Tantangan yang relatif dirasakan oleh para distributor zine biasanya terdapat pada konsistensi serta membutuhkan usaha yang banyak. Hal ini seperti yang dikatakan oleh Deden bahwa ada juga zine-zine yang akhirnya berhenti produksi.

Tak sedikit karena urusan konsistensi tersebut saja zine-zine yang akhirnya berhenti produksi.

Selain pendistribusiannya yang mudah, banyak zine yang memiliki konten berkualitas. Tema-tema yang dituliskan dalam zine biasanya dibawakan dengan kritis serta menggunakan perspektif yang berbeda dari media umumnya. Itu yang membuat zine tetap kuat dan diminati oleh banyak orang.
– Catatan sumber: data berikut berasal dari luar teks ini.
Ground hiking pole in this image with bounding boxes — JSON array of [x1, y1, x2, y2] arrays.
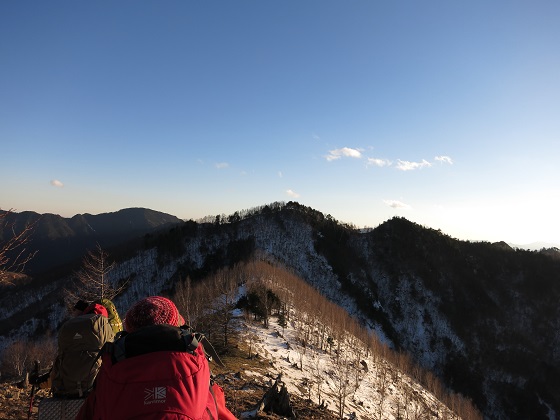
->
[[27, 360, 39, 420]]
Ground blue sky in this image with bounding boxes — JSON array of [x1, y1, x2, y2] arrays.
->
[[0, 0, 560, 244]]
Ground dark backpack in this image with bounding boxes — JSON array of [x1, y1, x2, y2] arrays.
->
[[96, 298, 123, 335], [51, 314, 114, 398], [84, 325, 218, 420]]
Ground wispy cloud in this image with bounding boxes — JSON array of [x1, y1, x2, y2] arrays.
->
[[383, 200, 411, 210], [397, 159, 432, 171], [286, 190, 299, 198], [325, 147, 362, 162], [434, 156, 453, 165], [367, 158, 392, 168]]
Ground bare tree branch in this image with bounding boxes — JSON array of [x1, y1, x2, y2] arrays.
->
[[66, 244, 126, 304], [0, 210, 39, 285]]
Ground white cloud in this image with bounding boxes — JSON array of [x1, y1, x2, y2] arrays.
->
[[435, 156, 453, 165], [325, 147, 362, 162], [397, 159, 432, 171], [286, 190, 299, 198], [383, 200, 411, 210], [367, 158, 392, 168]]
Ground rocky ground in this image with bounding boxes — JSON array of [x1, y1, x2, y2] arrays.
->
[[0, 342, 337, 420]]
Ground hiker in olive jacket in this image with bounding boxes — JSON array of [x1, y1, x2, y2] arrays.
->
[[51, 303, 114, 398]]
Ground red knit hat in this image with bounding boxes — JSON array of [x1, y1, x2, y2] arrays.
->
[[124, 296, 184, 332]]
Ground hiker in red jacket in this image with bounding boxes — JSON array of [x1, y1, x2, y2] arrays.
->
[[76, 296, 236, 420]]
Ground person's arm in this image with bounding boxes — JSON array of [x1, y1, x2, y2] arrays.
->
[[212, 383, 237, 420]]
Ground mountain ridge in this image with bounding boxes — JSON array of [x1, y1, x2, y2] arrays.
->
[[0, 202, 560, 418]]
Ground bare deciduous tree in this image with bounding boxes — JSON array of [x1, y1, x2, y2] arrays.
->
[[66, 244, 125, 303], [0, 210, 38, 285]]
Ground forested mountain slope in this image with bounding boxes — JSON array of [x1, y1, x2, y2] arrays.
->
[[0, 203, 560, 418]]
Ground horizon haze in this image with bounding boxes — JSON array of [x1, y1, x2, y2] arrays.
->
[[0, 0, 560, 244]]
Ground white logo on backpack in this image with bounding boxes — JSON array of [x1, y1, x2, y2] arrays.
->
[[144, 386, 167, 405]]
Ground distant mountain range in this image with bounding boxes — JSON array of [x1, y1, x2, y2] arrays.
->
[[0, 208, 182, 274], [0, 202, 560, 419]]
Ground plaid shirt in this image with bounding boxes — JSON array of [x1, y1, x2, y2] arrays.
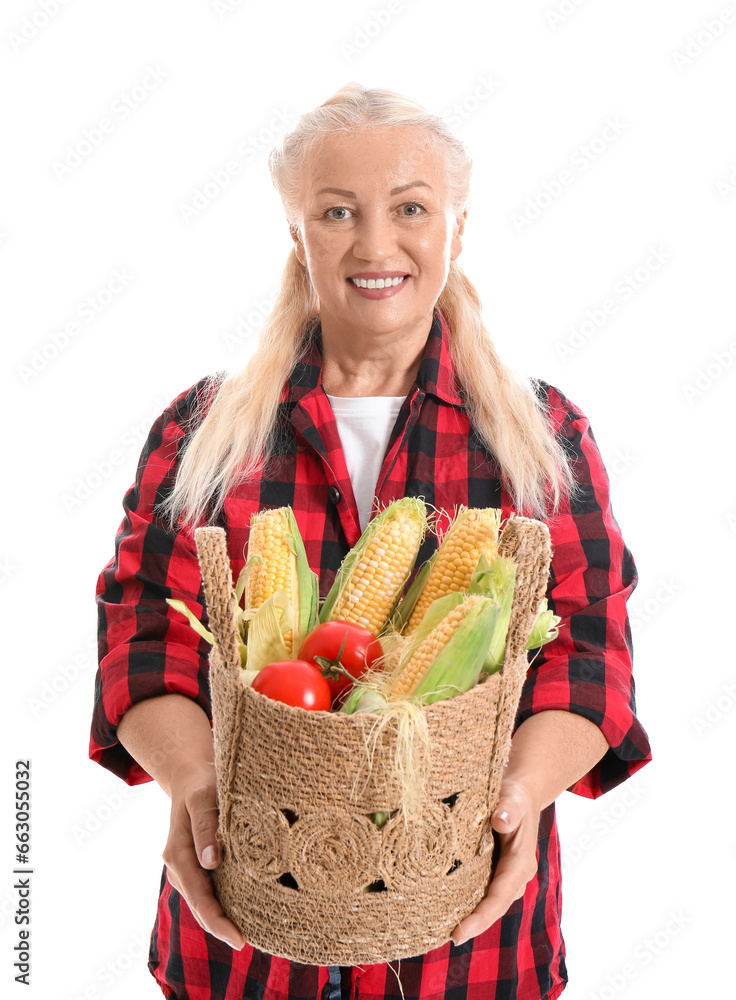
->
[[90, 310, 650, 1000]]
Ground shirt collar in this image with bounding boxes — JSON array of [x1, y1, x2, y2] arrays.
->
[[280, 306, 463, 406]]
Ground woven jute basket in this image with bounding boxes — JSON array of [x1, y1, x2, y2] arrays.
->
[[196, 517, 550, 965]]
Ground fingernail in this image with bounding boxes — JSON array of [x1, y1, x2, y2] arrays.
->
[[202, 844, 217, 865]]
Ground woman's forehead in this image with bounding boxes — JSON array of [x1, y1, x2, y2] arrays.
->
[[303, 127, 446, 191]]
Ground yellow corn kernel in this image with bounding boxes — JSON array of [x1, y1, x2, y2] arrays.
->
[[246, 508, 298, 653], [320, 497, 427, 635], [404, 507, 501, 635]]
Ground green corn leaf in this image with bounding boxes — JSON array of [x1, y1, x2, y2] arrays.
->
[[525, 597, 562, 649], [411, 596, 500, 705], [166, 597, 215, 646], [285, 507, 319, 655], [482, 556, 516, 674], [391, 549, 439, 632], [247, 590, 293, 670]]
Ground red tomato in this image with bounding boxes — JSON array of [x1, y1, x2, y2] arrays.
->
[[251, 660, 332, 712], [299, 621, 383, 702]]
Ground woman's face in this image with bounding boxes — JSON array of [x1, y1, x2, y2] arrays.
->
[[292, 128, 465, 346]]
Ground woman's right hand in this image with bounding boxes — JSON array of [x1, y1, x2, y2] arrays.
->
[[163, 765, 245, 951]]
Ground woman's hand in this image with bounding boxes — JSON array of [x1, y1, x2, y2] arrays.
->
[[163, 767, 245, 951], [452, 709, 608, 945], [452, 780, 541, 945]]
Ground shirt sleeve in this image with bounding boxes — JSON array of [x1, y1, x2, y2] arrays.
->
[[517, 386, 651, 798], [89, 379, 212, 785]]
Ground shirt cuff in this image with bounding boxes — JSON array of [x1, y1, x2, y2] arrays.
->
[[516, 658, 652, 799]]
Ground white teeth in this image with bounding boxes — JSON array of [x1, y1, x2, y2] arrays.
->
[[350, 274, 408, 288]]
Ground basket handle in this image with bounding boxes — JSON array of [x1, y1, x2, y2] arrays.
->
[[194, 528, 240, 677]]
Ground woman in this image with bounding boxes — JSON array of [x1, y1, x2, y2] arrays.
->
[[90, 84, 650, 1000]]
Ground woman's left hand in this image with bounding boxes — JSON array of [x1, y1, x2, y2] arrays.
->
[[452, 779, 541, 945], [452, 709, 608, 945]]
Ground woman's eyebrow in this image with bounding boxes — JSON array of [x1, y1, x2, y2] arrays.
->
[[317, 181, 432, 198]]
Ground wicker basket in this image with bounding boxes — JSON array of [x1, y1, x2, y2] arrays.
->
[[196, 517, 550, 965]]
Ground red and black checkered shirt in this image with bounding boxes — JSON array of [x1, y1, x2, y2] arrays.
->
[[90, 310, 651, 1000]]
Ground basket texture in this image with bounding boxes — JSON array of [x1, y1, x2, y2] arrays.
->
[[196, 517, 550, 965]]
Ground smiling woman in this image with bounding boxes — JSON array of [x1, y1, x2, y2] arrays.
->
[[90, 84, 650, 1000]]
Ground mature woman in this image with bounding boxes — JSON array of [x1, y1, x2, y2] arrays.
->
[[90, 84, 649, 1000]]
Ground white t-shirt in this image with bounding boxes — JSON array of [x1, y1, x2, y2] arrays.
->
[[325, 393, 406, 531]]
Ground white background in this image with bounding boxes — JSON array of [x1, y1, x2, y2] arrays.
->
[[0, 0, 736, 1000]]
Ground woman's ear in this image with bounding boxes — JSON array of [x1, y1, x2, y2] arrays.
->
[[450, 208, 468, 260], [289, 226, 307, 267]]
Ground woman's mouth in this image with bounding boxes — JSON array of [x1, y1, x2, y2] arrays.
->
[[348, 274, 411, 299]]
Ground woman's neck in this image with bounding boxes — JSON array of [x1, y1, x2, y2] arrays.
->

"Kenapa zine di Bandung mengakar kuat dan menjadi referensi orang, ya karena secara tematik zine-nya itu bagus-bagus. Kebanyakan zine di Bandung itu membahas soal musik, kayak 13 Zine sama A Riyan, Membakar Batas sama Ucok, ada juga zine yang pernah ditulis oleh alm. Eben Burgerkill, dan masih banyak zine-zine musik lainnya, belum lagi yang soal isu ideologi atau politik," ujar Deden.

Sampai hari ini, secara tidak langsung zine di Bandung banyak dilirik orang dan menjadi referensi. Deden mengaku dirinya bisa berbicara seperti itu karena zine-zine yang tadi ia sebutkan itu sangat banyak beredar sampai hari ini.